No primeiro Rock In Rio, ACDC era Anti-Christ/Death-Christ e por aí vai.
Hoje em dia, a liberdade de escolha, permite que o mais devoto dos evangélicos escute o satanista King Diamond ou o nefando Marilyn Mason da mesma forma que ouve Lagoinha e outros ministérios de adoração. E também permite que se explique a postura pop-star da senhora Ana Paula Valadão dizendo que é obra do espírito santo.
É cansativo ficar lendo estas baboseiras homéricas de quem acusa ou de quem defende.
Nos anos 80, surgiu um movimento chamado Posers, que eram pessoas que posavam como rockeiros, mas na verdade buscavam apenas o spotlight.
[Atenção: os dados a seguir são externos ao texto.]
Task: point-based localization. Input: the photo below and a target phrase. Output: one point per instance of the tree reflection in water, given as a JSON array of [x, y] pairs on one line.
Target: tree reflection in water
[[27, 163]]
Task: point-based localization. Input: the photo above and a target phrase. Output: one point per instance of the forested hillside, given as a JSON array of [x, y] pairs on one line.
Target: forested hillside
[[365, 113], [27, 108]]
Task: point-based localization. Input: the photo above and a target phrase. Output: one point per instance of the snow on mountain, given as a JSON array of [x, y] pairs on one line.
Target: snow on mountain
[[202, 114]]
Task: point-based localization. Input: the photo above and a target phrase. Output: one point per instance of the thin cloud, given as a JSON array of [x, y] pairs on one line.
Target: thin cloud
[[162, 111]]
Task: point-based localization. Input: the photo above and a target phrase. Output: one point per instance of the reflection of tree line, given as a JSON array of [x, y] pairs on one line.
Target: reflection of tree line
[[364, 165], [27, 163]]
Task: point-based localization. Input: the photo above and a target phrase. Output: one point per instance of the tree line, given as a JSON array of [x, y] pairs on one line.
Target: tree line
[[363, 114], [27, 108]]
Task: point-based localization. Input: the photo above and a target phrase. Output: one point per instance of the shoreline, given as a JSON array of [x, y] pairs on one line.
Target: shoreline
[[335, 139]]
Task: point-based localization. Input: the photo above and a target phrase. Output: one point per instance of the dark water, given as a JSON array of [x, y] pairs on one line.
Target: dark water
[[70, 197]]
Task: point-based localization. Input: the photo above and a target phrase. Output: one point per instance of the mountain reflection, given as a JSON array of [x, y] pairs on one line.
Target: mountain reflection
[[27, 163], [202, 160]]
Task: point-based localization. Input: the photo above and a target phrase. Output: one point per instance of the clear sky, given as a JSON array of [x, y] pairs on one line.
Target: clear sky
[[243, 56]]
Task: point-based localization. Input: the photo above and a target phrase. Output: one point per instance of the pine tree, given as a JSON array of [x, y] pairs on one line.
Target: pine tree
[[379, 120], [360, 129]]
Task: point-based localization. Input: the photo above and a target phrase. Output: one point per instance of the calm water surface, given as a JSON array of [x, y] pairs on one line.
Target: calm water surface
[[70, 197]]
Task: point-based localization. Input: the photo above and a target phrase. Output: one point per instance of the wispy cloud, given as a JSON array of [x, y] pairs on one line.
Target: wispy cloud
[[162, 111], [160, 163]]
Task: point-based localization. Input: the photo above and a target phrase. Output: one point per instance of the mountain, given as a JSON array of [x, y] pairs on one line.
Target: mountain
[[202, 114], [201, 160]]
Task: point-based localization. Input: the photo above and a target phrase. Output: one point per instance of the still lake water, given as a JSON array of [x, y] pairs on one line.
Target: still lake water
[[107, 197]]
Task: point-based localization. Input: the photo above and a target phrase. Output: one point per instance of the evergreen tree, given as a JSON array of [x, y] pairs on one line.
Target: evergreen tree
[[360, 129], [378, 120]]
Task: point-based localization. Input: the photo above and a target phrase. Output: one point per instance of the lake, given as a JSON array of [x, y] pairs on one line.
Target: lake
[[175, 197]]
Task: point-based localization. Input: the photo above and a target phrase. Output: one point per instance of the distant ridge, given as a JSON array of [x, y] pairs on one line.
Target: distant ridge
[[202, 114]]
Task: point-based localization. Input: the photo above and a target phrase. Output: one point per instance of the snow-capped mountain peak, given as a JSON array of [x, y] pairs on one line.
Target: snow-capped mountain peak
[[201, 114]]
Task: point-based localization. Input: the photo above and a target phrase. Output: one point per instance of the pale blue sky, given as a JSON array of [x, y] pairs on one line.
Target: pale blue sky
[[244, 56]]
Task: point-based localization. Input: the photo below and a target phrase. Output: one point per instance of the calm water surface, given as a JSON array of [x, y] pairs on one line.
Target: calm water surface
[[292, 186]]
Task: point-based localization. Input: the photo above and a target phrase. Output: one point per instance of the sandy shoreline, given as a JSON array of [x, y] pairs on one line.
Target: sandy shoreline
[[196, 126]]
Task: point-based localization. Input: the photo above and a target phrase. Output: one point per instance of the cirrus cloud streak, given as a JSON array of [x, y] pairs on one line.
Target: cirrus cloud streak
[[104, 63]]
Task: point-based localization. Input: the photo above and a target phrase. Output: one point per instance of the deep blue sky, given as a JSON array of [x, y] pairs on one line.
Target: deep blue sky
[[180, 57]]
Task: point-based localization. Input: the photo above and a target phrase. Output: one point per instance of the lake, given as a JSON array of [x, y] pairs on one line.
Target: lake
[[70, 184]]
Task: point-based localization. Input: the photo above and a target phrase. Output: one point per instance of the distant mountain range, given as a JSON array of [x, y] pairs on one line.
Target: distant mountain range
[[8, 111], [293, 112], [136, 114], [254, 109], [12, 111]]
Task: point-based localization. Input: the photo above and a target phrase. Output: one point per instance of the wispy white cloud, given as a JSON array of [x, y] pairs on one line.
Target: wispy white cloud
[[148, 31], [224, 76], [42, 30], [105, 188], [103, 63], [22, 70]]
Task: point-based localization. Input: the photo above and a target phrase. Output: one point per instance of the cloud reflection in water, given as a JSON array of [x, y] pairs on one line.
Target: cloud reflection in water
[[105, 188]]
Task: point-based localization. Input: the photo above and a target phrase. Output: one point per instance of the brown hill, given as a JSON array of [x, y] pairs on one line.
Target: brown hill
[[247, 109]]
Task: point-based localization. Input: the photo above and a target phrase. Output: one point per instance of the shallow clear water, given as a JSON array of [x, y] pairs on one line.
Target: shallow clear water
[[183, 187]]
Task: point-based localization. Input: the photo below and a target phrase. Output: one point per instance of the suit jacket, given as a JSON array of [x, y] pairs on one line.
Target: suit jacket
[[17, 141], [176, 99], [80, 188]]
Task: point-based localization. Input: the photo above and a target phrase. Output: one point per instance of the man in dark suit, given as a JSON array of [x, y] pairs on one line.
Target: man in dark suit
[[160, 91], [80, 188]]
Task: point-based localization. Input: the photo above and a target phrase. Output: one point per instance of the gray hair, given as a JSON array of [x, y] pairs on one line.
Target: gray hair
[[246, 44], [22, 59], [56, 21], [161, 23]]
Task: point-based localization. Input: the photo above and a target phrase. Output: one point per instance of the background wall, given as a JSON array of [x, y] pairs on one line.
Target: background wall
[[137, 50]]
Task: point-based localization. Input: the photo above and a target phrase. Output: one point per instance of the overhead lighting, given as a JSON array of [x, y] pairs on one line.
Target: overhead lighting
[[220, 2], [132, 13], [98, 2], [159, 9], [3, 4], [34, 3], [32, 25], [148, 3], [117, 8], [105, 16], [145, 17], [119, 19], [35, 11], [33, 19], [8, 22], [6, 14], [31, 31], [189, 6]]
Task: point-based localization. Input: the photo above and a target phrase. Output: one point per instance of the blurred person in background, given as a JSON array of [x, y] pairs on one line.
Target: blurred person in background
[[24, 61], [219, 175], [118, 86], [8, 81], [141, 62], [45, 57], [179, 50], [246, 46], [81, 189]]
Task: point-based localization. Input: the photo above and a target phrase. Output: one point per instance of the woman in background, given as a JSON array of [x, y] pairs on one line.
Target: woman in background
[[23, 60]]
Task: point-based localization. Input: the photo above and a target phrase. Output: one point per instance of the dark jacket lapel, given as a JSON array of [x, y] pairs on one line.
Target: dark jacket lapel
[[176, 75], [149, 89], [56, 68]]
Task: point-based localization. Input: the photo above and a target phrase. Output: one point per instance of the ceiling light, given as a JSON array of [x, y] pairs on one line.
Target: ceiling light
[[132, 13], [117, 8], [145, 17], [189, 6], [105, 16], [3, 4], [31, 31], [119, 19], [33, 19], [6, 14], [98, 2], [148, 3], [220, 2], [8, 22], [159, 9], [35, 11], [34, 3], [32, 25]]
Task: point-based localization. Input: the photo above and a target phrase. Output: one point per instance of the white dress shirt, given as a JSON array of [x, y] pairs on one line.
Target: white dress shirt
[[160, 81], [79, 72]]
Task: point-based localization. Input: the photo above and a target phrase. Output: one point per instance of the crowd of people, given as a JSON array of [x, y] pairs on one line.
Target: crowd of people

Aliás, existem Posers em todos os segmentos da sociedade: religião, política ou artes.
A necessidade de atenção e causar polêmica extrapola, e através de um discurso de liberdade de pensamento ou escolha, joga gasolina na tenda do circo e fica feliz em posar com bonzinho e bem intencionado.
Estes são abominavelmente falsos e entediosos, com rostinhos angelicais trafegam e traficam seus pensamentos narcisistas e umbilicais.